BAE Demonstration Platform Giving Army AMPV Turret System Options

HUNTSVILLE, Ala. — BAE Systems has introduced a generic top plate that allows the Army’s Armored Multipurpose Vehicle to easily swap turrets for different mission roles.

The company brought a complete AMPV with a 30mm unmanned turret from Elbit Systems to the Association of the US Army’s Global Power Symposium held this week in Huntsville, Alabama, to demonstrate the capability.

BAE removed the original warhead from the AMPV and put in its own internally funded and developed warhead to create the External Mission Equipment Package, or ExMEP. The design is based on a study of turrets “of all kinds, all over the world,” Megan Mitchell, BAE’s director of business development for Army combat systems, said in an interview at the event.

ExMEP “allows [the AMPV] to be able to accept over 30 different sized turrets,” he added. “The idea behind it is that it allows the military to basically expand the scope of what they can do with the AMPV.”

The Army’s AMPV, designed to replace the M113 armored personnel carrier and reaching full production in 2023, is available in five variants, whether deployed or planned: General Purpose. medical evacuation; medical treatment; dispatch order; and mortar.

“We’re now in full production with the first five variants and that allows us a bit more scope to be able to see what it can do next,” Mitchell said. “It’s an extremely versatile platform and it already performs five very different mission roles and to be able to expand that capability … there are a lot more M113s out there than the five variants can do.

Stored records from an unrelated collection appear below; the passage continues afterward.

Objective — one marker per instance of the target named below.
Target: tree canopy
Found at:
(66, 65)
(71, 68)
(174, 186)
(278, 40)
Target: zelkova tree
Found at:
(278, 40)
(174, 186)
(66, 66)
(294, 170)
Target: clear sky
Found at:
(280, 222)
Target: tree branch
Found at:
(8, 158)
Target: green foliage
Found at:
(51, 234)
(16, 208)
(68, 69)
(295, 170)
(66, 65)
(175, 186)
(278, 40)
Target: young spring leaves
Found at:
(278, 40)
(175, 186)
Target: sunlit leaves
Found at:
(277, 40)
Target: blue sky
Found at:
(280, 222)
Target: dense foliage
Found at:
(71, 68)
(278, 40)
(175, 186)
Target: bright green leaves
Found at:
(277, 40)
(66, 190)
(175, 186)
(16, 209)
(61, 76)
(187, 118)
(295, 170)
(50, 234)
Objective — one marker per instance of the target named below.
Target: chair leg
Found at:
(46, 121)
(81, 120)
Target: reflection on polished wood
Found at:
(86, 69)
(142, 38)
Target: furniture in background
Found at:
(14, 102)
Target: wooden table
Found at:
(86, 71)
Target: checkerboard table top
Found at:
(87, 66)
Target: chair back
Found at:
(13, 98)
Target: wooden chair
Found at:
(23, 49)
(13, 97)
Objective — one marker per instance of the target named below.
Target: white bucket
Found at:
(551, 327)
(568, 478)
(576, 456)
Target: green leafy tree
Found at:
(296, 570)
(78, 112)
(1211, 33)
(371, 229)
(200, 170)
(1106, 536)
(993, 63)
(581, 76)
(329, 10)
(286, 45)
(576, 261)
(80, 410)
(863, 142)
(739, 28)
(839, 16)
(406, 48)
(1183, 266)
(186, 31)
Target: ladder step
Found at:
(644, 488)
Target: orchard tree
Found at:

“What we really wanted to look at is where the Army’s need is and what could we possibly create that would allow us to work with the Army to say, ‘Oh, if you need an anti-UAS, we can integrate that. If you need that kind of turret, we can integrate it,” he said.

The company last year proved it could quickly integrate a Moog-developed anti-drone turret into the AMPV and successfully tested the capability at a live-fire event in Arizona. BAE said it hit both ground and air targets in the November 2023 test just 15 months after the ExMEP development effort began.

Working with the Army, where both the BAE and the Army funded a portion of the effort, the company incorporated Patria’s 120mm unmanned mortar turret capability using its ExMEP, Mitchell said. BAE delivered the vehicle to the military in January for tests that will take place at the Yuma Proving Ground in Arizona in the spring and summer. More testing will continue in the fall.

A flexible top plate that allows for the integration of a wide range of turrets is not just aimed at the US military, Mitchell noted, but creates options for potential foreign customers who may have specific requirements that go beyond the US Army’s AMPV variants.

Jen Judson is an award-winning journalist who covers land warfare for Defense News. He has also worked for Politico and Inside Defense. He holds a master’s degree in journalism from Boston University and a Bachelor of Arts degree from Kenyon College.